La Paz, Bolivia – December 11, 2025 – Just 33 days after handing over the presidential sash to his successor, former Bolivian President Luis Arce was detained Wednesday in a dramatic police operation that has sent shockwaves across the country and reignited fierce debate over justice versus political persecution.
The 62-year-old economist, who governed Bolivia from November 2020 until November 8, 2025, was arrested at his private residence in the upscale Sopocachi neighborhood of La Paz by members of the Special Force to Combat Corruption (FELCC). Authorities confirmed he is being held on charges of breach of duty and financial misconduct related to the alleged irregular handling of hundreds of millions of dollars from a state Indigenous development fund during his earlier tenure as Minister of Economy and Public Finance (2006–2019) under Evo Morales.

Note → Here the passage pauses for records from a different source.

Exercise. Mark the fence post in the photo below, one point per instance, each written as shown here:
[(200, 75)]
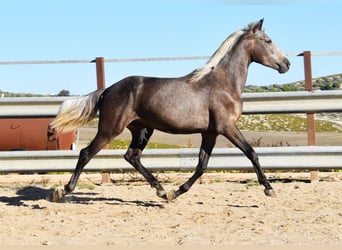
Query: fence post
[(310, 116), (100, 75), (101, 84)]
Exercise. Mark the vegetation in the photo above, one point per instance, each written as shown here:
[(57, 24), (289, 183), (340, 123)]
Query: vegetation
[(283, 122), (330, 82)]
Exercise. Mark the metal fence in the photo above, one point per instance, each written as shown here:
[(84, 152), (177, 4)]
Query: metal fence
[(310, 157)]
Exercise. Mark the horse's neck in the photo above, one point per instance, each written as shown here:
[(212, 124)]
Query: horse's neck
[(235, 68)]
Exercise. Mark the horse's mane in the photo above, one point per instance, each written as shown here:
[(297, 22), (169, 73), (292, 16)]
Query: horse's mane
[(223, 50)]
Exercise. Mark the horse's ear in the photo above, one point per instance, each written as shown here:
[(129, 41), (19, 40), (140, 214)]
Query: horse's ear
[(258, 25)]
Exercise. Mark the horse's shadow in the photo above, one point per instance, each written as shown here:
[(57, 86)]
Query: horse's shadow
[(32, 193)]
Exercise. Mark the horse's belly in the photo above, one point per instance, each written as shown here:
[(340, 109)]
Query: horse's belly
[(178, 122)]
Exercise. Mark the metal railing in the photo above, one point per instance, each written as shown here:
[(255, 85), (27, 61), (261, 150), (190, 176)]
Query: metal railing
[(273, 158), (312, 157), (253, 103)]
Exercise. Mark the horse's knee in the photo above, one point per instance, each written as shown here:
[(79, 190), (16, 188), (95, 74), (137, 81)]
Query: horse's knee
[(132, 156)]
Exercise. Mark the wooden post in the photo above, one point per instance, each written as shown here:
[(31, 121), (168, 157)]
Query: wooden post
[(100, 74), (309, 87), (310, 116), (101, 84)]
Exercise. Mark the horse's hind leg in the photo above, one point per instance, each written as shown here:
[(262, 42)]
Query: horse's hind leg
[(100, 140), (207, 145), (140, 137)]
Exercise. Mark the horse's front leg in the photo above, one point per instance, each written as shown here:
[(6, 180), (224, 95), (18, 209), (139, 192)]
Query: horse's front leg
[(236, 137), (207, 145)]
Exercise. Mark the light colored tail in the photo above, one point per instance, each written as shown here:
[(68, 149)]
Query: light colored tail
[(74, 113)]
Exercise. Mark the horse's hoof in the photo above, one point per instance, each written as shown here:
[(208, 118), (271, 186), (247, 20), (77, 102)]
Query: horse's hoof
[(57, 195), (162, 194), (270, 192), (171, 195)]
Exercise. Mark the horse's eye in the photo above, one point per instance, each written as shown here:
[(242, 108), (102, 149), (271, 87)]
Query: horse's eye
[(268, 40)]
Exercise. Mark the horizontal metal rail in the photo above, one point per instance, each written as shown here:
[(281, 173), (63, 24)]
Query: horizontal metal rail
[(253, 103), (147, 59), (273, 158)]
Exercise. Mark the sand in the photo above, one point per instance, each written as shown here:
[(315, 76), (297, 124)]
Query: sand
[(219, 210)]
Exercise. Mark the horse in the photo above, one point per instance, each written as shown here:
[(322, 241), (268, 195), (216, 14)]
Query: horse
[(206, 101)]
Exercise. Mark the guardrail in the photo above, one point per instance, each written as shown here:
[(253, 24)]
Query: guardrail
[(273, 158), (313, 157), (253, 103)]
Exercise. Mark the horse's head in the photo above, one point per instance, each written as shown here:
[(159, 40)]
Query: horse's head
[(264, 51)]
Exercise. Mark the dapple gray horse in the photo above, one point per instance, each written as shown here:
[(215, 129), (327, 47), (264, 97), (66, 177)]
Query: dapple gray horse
[(206, 101)]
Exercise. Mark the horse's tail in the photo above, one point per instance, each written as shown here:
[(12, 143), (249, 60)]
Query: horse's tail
[(74, 113)]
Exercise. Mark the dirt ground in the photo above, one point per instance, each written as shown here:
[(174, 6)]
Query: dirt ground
[(219, 210)]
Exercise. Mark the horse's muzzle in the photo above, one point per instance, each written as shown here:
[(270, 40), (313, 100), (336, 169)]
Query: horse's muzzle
[(284, 66)]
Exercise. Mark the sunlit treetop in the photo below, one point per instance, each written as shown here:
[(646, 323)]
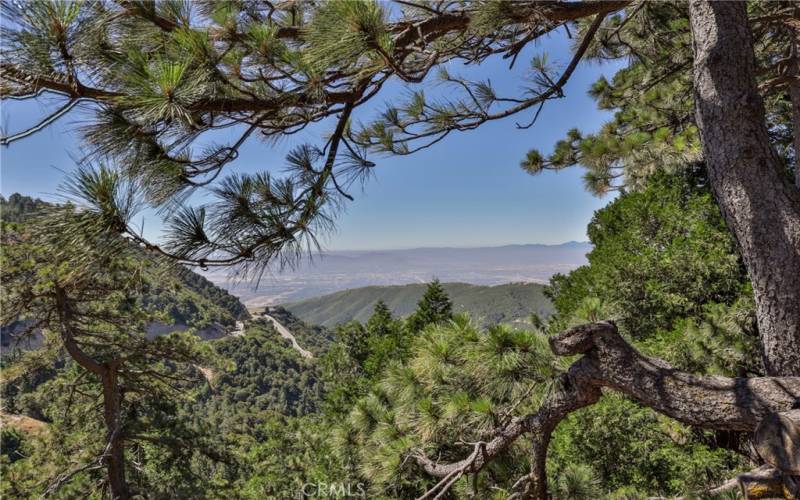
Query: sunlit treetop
[(160, 76)]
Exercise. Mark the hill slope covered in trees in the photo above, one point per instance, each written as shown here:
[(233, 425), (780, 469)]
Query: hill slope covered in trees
[(507, 303)]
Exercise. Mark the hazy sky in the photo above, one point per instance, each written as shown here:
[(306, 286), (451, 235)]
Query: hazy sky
[(468, 190)]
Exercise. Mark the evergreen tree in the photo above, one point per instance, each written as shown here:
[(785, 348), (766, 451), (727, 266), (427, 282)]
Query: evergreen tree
[(704, 81), (380, 323), (434, 307)]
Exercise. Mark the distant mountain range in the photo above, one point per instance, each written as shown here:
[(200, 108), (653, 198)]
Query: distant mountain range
[(342, 270), (509, 303)]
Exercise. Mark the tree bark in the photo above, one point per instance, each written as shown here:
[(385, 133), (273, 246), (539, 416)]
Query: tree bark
[(759, 204), (709, 402), (114, 455), (794, 98), (115, 443)]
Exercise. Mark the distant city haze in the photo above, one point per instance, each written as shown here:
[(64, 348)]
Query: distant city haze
[(341, 270)]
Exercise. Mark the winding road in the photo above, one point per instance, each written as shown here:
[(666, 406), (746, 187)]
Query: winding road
[(285, 333)]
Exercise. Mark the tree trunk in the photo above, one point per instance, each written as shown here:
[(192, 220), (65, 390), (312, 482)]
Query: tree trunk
[(794, 98), (709, 402), (115, 455), (759, 204)]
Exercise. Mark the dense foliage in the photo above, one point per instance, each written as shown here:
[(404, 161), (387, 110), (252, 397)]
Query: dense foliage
[(488, 305), (378, 398)]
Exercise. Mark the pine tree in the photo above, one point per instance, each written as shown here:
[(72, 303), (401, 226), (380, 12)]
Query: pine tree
[(434, 307), (703, 81), (380, 323)]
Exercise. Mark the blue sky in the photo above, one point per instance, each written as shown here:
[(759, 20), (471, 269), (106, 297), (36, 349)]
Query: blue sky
[(468, 190)]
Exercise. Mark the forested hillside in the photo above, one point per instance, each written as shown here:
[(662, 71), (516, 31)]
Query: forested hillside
[(669, 367), (179, 297), (511, 303)]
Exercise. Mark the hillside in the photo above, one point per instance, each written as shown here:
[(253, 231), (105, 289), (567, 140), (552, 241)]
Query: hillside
[(488, 304), (185, 298)]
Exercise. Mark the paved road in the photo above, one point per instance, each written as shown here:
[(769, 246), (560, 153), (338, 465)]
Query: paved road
[(285, 333)]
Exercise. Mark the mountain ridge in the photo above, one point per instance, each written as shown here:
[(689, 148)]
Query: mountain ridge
[(504, 303)]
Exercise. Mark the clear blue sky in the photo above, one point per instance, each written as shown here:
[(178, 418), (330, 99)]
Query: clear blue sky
[(468, 190)]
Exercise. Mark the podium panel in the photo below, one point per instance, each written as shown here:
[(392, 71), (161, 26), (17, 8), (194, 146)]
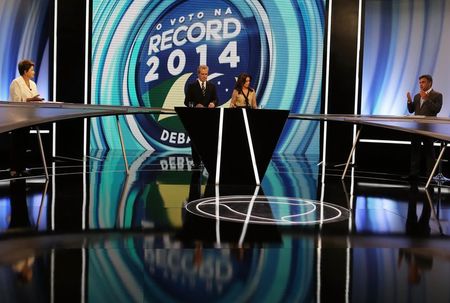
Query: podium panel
[(235, 145)]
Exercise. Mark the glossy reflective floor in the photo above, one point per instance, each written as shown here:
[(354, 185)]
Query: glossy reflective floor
[(162, 233)]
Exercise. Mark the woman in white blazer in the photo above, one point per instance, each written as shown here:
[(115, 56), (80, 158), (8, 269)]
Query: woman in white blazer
[(22, 89)]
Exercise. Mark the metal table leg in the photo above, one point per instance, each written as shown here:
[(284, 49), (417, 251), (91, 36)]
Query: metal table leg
[(351, 152)]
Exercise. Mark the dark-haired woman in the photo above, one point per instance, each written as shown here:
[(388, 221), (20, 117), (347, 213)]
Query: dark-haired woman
[(22, 89), (243, 95)]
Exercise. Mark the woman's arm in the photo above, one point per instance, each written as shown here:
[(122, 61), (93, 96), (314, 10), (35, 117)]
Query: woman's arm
[(253, 101)]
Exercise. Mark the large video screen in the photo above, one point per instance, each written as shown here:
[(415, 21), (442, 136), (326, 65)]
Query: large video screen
[(144, 53), (402, 40), (24, 34)]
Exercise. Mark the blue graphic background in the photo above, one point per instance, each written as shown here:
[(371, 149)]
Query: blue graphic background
[(403, 40), (280, 45)]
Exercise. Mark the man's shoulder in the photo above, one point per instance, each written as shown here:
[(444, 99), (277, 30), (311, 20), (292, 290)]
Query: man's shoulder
[(435, 92), (16, 80)]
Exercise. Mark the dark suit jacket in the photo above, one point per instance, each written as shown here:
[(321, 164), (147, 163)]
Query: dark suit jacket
[(194, 94), (431, 107)]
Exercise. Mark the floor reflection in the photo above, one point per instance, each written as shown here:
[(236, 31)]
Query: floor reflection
[(94, 233)]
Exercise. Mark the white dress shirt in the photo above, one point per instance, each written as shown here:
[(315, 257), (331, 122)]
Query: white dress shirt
[(19, 90)]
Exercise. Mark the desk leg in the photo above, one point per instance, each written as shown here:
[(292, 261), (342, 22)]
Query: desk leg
[(433, 212), (122, 144), (42, 152), (351, 153), (436, 165)]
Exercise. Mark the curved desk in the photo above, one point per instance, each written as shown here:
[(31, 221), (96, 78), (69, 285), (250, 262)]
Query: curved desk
[(14, 115), (433, 127)]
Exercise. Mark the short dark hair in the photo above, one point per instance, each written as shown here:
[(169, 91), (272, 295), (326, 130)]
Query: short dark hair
[(241, 81), (428, 77), (24, 66)]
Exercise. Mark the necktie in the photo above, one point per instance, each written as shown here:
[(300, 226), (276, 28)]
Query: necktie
[(203, 88)]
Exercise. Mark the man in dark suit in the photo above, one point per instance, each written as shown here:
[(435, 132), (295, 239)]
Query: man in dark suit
[(427, 102), (200, 93)]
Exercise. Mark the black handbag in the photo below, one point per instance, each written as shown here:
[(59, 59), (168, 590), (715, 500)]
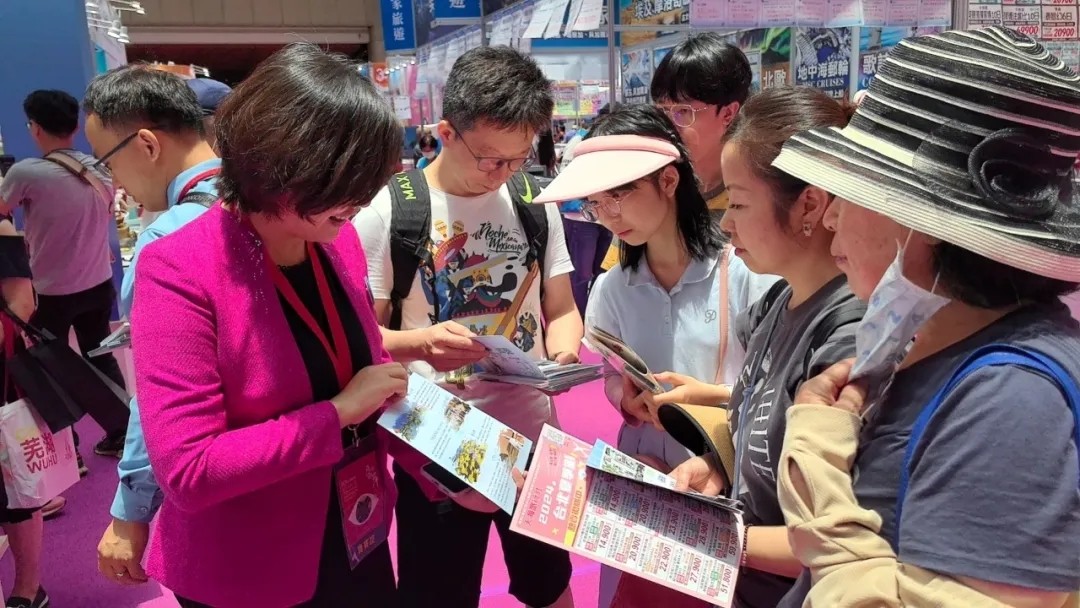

Government spokesperson Marco Antonio Oviedo stated that Arce is accused of authorizing the diversion of approximately $700 million from the Indigenous Fund — resources generated from hydrocarbon revenues and intended exclusively for rural and Indigenous community projects. Prosecutors claim the money was redirected to personal accounts and political allies through ghost projects, including a nonexistent tomato cultivation initiative that funneled nearly $100,000 to a former MAS lawmaker arrested last week.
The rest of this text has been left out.